Ramsey said Q2 initially tried monitoring applications by creating health rules based on a certain percent of errors, but that approach ended up being too noisy. To reduce false alerts, Ramsey switched to dynamic baselines—these are automatically created by the AppDynamics controller using machine-learning algorithms to account for changes to baseline performance over time. “By incorporating dynamic baselines we were able to drive down the number of false alerts by more than 83%,” Ramsey reported.
Another way that Ramsey ensures end users will have the best possible experience is to keep tabs on how the platform is performing for different customers.
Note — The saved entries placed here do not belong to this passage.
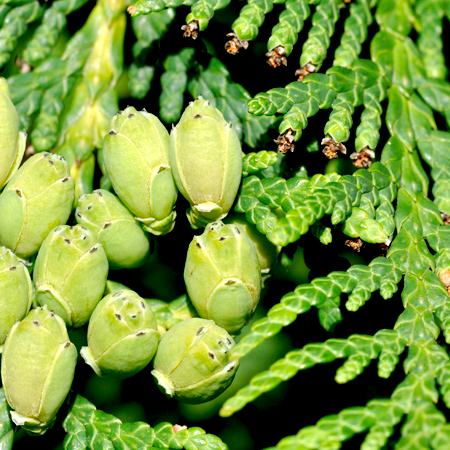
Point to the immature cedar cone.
(38, 365)
(12, 143)
(38, 198)
(192, 362)
(136, 158)
(122, 335)
(15, 292)
(125, 243)
(206, 158)
(223, 276)
(70, 273)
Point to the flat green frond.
(331, 431)
(15, 24)
(6, 429)
(358, 350)
(90, 428)
(355, 32)
(291, 21)
(314, 50)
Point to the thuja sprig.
(202, 11)
(89, 428)
(305, 202)
(340, 88)
(359, 281)
(246, 26)
(47, 33)
(254, 162)
(430, 37)
(15, 24)
(285, 33)
(359, 350)
(314, 50)
(355, 33)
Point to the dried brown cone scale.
(332, 148)
(191, 29)
(306, 70)
(355, 244)
(363, 158)
(235, 44)
(277, 57)
(286, 141)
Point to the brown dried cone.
(191, 29)
(332, 149)
(234, 45)
(355, 244)
(277, 57)
(363, 158)
(382, 249)
(306, 70)
(286, 141)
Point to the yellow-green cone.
(206, 158)
(136, 159)
(125, 243)
(223, 275)
(70, 273)
(38, 198)
(38, 365)
(192, 362)
(16, 292)
(122, 335)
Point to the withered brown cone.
(235, 44)
(277, 57)
(355, 244)
(306, 70)
(332, 148)
(363, 158)
(286, 141)
(191, 29)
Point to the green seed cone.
(12, 143)
(38, 198)
(16, 292)
(136, 159)
(267, 252)
(38, 365)
(223, 276)
(206, 158)
(70, 273)
(122, 335)
(125, 243)
(192, 362)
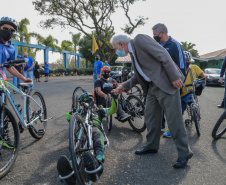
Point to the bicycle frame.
(194, 101)
(6, 93)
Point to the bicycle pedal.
(18, 105)
(41, 132)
To this end, he autogenerates individual dashboards so each customer has the option of tracking their own performance.
Use of AppDynamics has reduced troubleshooting by hours—and in some cases days— by pinpointing the location of a problem. “It really helps to have a giant, blinking red dot to tell people where to start looking when you have applications spread over 100 different servers and a variety of different applications,” Ramsey said. “Rather than assemble folks from the networking team, storage team, VMware team, and app team in an IT war room where they would typically end up pointing fingers at each other, AppDynamics helps everyone get on the same page.”
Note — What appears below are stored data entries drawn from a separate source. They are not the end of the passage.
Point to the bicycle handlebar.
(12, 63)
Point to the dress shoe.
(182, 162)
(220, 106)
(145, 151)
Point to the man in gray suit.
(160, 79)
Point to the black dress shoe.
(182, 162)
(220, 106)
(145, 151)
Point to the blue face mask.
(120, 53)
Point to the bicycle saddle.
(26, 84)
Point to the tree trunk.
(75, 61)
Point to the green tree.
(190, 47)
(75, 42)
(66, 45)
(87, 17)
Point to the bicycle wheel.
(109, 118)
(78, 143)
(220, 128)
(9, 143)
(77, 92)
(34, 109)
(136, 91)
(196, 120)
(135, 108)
Q2 has also seen daily error rates drop using AppDynamics and experienced an increase in overall code quality. “AppDynamics alerted us to a lot of existing problems that we didn’t know we had,” Ramsey said.
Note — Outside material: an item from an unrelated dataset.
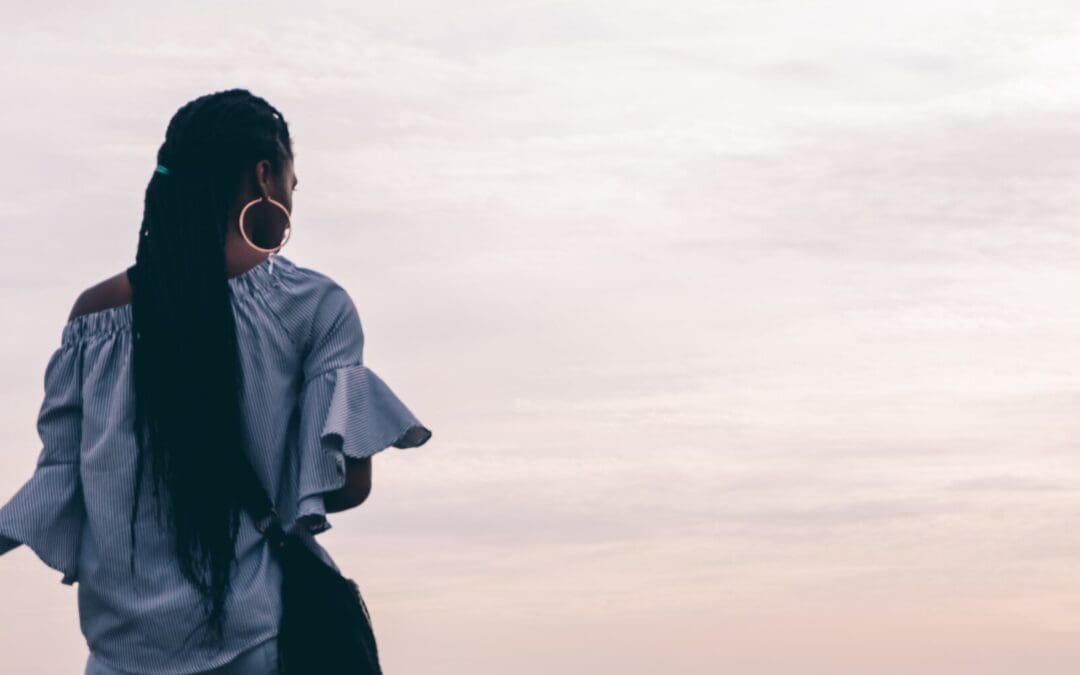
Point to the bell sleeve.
(346, 408)
(48, 513)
Like many organizations, Q2 is transitioning to DevOps and has already begun to increase release velocity. As teams become more agile, AppDynamics is giving them confidence that new releases will not introduce regressions. The assurance is not only important to internal teams, but also helps build trust with banks and credit unions who need to have confidence that each new version of the platform is highly performant before they turn it over to their customers. With AppDynamics, financial organizations can run their own load tests and observe the results themselves.